The evidence is all around us. Most AI projects fail not in the lab, but in production, when they hit the messy reality of enterprise data. On the flip side, the AI projects that succeed tend to be those where companies invested early in data readiness – integrating sources, cleaning data, setting up robust pipelines, and continuously monitoring data quality. These investments may not be as headline-grabbing as a new AI model announcement, but they pay off in AI that actually works day in and day out. They prevent those nightmare scenarios of an AI confidently misleading thousands of customers or making biased decisions because it was trained on skewed, siloed data.
Forward-looking businesses are already pivoting to this data-centric approach. Salesforce’s acquisition of Informatica is one high-profile validation, but even smaller companies are taking note. We see companies hiring Chief Data Officers, standing up data governance councils, and rebuilding data architectures with AI in mind. The mindset is shifting from “let’s experiment with GPT-variant X” to “let’s get our data house in order so we can deploy AI safely at scale.” The latter might not sound as exciting at first, but it’s what separates AI pilot purgatory from real AI-powered transformation.

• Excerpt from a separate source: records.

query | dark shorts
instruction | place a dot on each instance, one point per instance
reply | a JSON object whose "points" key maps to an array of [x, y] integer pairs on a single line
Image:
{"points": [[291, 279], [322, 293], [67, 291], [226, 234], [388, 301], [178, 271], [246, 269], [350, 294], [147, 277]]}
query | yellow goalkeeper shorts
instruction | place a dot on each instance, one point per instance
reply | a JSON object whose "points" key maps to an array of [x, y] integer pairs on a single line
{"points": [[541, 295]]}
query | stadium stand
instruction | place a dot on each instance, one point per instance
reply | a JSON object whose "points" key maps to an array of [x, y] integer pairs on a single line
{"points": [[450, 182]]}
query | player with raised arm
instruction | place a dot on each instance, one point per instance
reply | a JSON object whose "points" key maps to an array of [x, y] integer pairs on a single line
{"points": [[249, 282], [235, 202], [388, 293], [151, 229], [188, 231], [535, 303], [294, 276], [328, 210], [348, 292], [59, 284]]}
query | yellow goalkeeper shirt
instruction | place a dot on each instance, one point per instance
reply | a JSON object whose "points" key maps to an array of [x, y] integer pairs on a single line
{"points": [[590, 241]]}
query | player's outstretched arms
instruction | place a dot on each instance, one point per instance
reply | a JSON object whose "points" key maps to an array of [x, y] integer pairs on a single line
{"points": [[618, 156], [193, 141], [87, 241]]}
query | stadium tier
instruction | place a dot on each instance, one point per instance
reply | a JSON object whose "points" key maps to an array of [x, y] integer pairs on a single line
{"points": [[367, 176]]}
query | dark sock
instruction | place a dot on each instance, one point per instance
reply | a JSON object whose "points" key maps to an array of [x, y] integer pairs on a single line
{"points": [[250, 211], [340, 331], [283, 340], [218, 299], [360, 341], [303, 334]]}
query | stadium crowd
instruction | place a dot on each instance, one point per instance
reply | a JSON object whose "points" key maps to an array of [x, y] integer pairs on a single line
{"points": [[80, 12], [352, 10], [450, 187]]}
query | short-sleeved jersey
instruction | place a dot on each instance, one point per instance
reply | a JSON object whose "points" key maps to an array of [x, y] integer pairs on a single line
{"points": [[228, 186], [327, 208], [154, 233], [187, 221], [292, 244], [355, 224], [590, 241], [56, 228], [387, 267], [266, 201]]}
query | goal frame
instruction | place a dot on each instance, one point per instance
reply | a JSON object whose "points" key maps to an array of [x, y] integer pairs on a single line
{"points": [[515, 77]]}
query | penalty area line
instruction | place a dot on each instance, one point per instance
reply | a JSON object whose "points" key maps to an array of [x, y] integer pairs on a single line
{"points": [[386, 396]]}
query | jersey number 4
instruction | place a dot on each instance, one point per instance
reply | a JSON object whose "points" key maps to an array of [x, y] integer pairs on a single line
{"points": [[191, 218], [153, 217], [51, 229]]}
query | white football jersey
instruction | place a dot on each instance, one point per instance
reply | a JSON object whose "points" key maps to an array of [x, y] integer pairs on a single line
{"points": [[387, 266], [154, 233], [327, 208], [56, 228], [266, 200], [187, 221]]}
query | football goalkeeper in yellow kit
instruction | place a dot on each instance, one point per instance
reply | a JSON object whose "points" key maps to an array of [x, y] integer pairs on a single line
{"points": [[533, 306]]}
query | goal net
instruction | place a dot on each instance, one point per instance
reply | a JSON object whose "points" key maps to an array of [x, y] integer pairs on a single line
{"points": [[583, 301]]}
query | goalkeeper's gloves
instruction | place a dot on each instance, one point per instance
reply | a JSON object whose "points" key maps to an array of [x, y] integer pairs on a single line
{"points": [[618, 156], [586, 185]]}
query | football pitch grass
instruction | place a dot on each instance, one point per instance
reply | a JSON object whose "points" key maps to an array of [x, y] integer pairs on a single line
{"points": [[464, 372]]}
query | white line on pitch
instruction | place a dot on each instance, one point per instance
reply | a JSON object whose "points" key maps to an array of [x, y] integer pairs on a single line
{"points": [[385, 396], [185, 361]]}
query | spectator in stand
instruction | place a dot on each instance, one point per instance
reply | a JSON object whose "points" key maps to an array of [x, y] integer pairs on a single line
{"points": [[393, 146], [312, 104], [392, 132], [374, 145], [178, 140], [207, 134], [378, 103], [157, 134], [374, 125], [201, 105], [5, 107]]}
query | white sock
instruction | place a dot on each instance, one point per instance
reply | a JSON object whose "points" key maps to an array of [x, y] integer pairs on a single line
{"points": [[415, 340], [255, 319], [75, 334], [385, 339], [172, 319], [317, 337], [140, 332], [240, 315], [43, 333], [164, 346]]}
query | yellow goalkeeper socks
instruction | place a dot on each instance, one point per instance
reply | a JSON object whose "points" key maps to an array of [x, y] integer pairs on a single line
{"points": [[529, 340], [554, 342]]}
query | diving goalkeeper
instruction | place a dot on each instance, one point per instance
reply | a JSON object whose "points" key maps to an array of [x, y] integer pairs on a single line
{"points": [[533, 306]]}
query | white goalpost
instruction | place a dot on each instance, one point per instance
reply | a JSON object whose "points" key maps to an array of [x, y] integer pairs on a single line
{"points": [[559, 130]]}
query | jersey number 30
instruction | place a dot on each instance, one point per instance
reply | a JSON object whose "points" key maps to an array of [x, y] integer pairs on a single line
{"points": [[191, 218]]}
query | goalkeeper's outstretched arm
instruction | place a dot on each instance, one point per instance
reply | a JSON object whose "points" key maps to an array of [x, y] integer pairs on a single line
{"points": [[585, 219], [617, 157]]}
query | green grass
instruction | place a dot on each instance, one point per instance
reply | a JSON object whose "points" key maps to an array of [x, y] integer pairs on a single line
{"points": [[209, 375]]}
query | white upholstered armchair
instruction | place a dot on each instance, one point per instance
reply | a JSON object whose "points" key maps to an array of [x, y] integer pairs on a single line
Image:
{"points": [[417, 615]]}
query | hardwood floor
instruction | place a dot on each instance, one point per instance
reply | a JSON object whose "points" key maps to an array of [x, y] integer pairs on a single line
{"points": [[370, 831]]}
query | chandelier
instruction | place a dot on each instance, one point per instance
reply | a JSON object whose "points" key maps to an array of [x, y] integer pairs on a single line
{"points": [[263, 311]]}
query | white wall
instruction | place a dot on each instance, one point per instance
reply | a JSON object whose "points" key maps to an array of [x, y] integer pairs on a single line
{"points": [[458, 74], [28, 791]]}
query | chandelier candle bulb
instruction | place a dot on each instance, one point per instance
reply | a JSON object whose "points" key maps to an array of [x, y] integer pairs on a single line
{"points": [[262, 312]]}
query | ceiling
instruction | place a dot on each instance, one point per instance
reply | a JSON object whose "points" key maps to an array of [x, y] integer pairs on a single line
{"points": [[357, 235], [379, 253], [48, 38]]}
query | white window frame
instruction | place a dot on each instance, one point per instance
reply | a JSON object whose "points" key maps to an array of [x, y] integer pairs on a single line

In conclusion, making conversational and autonomous AI agents reliable in real business workflows comes down to treating data as a first-class citizen. Ensure your agent has access to all the relevant information (and nothing extraneous) it needs. Make that information consistent and governed, so the AI isn’t thrown off by conflicting sources or outdated entries. Keep the data pipelines flowing in real time, so your AI’s knowledge stays current. And build the surrounding context – instructions, tools, fail-safes – so that the AI’s “brain” operates in an environment of truth and clarity.
By doing so, you turn AI from a risky bet into a strategic asset. You avoid the “confident mistake” trap and instead get AI agents that you, your team, and your customers can trust. The reward isn’t just avoiding failure – it’s proactive advantage. Imagine being able to deploy an army of virtual agents that can handle customer requests, internal queries, or analytical tasks with precision and consistency. That’s a game-changer for efficiency and service quality. But it only happens when you build on a rock-solid data foundation. In the end, the companies that win with AI will not necessarily be those with the fanciest algorithms, but those with the cleanest, most connected data. After all, in business as in life, you don’t want to be making decisions (or having AI make decisions) on faulty information. As we move into this next chapter of AI adoption, it’s the behind-the-scenes data work – the unsexy stuff, the pipes and plumbing – that will determine who thrives and who trips up. The message to leaders is clear: invest in your data infrastructure now, and your AI agents will not only be impressive – they’ll be reliable, and reliability at scale is the real revolution.